I'm trying to use QString
as the key in a std::unordered_map
, however I get the error:
error C2280: 'std::hash<_Kty>::hash(const std::hash<_Kty> &)': attempting to reference a deleted function
I can't switch to QHash
because the value-type of the map is non-copyable. Is there any way to make this work?
Put the hash
implementation in a header, and make sure that you include that header everywhere the map is used.
A trivial implementation that forwards to qHash
should be sufficient:
#include <QHash>
#include <QString>
#include <functional>
namespace std {
template<> struct hash<QString> {
std::size_t operator()(const QString& s) const noexcept {
return (size_t) qHash(s);
}
};
}
Even though std::size_t
is larger than unsigned int
on common 64 bit platforms, and thus the hash doesn't change across its full length - this isn't a problem. The standard places no such requirement on an std::hash
implementation.
Let's not forget, though, that modifying anything in the std
namespace is generally undefined behavior and unnecessary.
TL;DR:
You're allowed to specialize certain type and variable templates, and only if the specialization depends on at least one user-defined type. You can't fully specialize for built-in nor C++ library types.
See Extending the namespace std for reference. There, we read:
It is undefined behavior to add declarations or definitions to namespace std or to any namespace nested within std, with a few exceptions noted below.

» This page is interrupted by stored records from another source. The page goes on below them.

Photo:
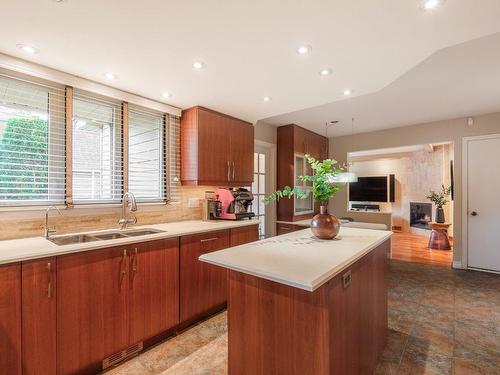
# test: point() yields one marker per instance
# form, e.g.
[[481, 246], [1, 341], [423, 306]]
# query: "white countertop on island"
[[299, 259], [23, 249]]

Mainly, it is allowed to specialize certain types in the std
namespace:
It is allowed to add template specializations for any standard library class template to the namespace std only if the declaration depends on at least one program-defined type and the specialization satisfies all requirements for the original template, except where such specializations are prohibited.
Note that what's legal is specializing types, i.e. classes. Functions and member functions? Not ever:
It is undefined behavior to declare a full specialization of any standard library function template, [... or] member function of a standard library class template, [... or] member function template of a standard library class or class template.
Another limited exception is for variable templates:
It is undefined behavior to declare a full or partial specialization of any standard library variable template, except where explicitly allowed.
Emphasis mine in all cases. As always, there are further details that one should get acquainted with.